Question: Show that orthogonal projection of a vector y onto a line L through the origin in \({\mathbb{R}^{\bf{2}}}\) does not depend on the choice of the nonzero u in L used in the formula for \({\bf{\hat y}}\). To do this, suppose y and u are given and \({\bf{\hat y}}\) has been computed by formula (2) in this section. Replace u in that formula by \(c{\bf{u}}\), where c is an unspecified nonzero scalar. Show that the new formula gives the same \({\bf{\hat y}}\).

The orthogonal projection of yonto the line L can be expressed as:

\(\widehat {\bf{y}} = \frac{{{\bf{y}} \cdot {\bf{u}}}}{{{\bf{u}} \cdot {\bf{u}}}}{\bf{u}}\)

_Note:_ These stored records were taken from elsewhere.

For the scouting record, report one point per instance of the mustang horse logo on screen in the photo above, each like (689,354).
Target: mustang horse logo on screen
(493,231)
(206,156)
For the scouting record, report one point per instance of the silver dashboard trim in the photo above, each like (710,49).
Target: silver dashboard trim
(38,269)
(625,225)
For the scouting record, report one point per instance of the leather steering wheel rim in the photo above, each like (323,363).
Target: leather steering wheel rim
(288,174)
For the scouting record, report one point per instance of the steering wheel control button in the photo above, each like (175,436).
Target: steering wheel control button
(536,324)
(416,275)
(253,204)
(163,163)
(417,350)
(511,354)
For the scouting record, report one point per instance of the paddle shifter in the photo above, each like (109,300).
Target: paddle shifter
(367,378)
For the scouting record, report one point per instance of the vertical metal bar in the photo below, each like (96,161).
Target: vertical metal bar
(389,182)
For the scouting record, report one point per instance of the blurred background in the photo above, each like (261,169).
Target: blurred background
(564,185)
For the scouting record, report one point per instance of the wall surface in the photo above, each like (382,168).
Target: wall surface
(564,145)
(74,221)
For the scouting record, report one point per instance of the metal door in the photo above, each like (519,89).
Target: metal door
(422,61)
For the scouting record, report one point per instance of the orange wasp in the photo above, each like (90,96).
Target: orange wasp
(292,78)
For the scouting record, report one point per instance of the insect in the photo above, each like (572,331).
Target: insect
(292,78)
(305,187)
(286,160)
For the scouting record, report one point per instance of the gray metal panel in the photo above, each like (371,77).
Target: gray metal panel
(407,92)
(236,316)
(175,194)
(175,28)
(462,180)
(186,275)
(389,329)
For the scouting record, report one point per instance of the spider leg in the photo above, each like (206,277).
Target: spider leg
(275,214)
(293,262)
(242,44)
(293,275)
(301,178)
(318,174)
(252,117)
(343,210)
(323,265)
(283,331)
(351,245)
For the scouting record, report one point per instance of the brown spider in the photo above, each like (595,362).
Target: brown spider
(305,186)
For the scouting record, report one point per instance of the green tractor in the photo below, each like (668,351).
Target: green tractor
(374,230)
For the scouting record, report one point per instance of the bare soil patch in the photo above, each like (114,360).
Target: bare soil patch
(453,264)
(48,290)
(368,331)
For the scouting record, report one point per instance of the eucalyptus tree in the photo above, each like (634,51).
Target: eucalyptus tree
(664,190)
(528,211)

The formula \(\widehat {\bf{y}} = \frac{{{\bf{y}} \cdot {\bf{u}}}}{{{\bf{u}} \cdot {\bf{u}}}}{\bf{u}}\) becomes:

\(\begin{array}{c}\widehat {\bf{y}} = \frac{{{\bf{y}} \cdot \left( {c{\bf{u}}} \right)}}{{\left( {c{\bf{u}}} \right) \cdot \left( {c{\bf{u}}} \right)}}\left( {c{\bf{u}}} \right)\\ = \frac{{c\left( {{\bf{y}} \cdot {\bf{u}}} \right)}}{{{c^2}\left( {{\bf{u}} \cdot {\bf{u}}} \right)}}\left( c \right){\bf{u}}\\ = \widehat {\bf{y}}\end{array}\)

Therefore, y does not depend on the choice of nonzero u in L.

Hence, it is proved that the new formula gives the same \(\widehat {\bf{y}}\).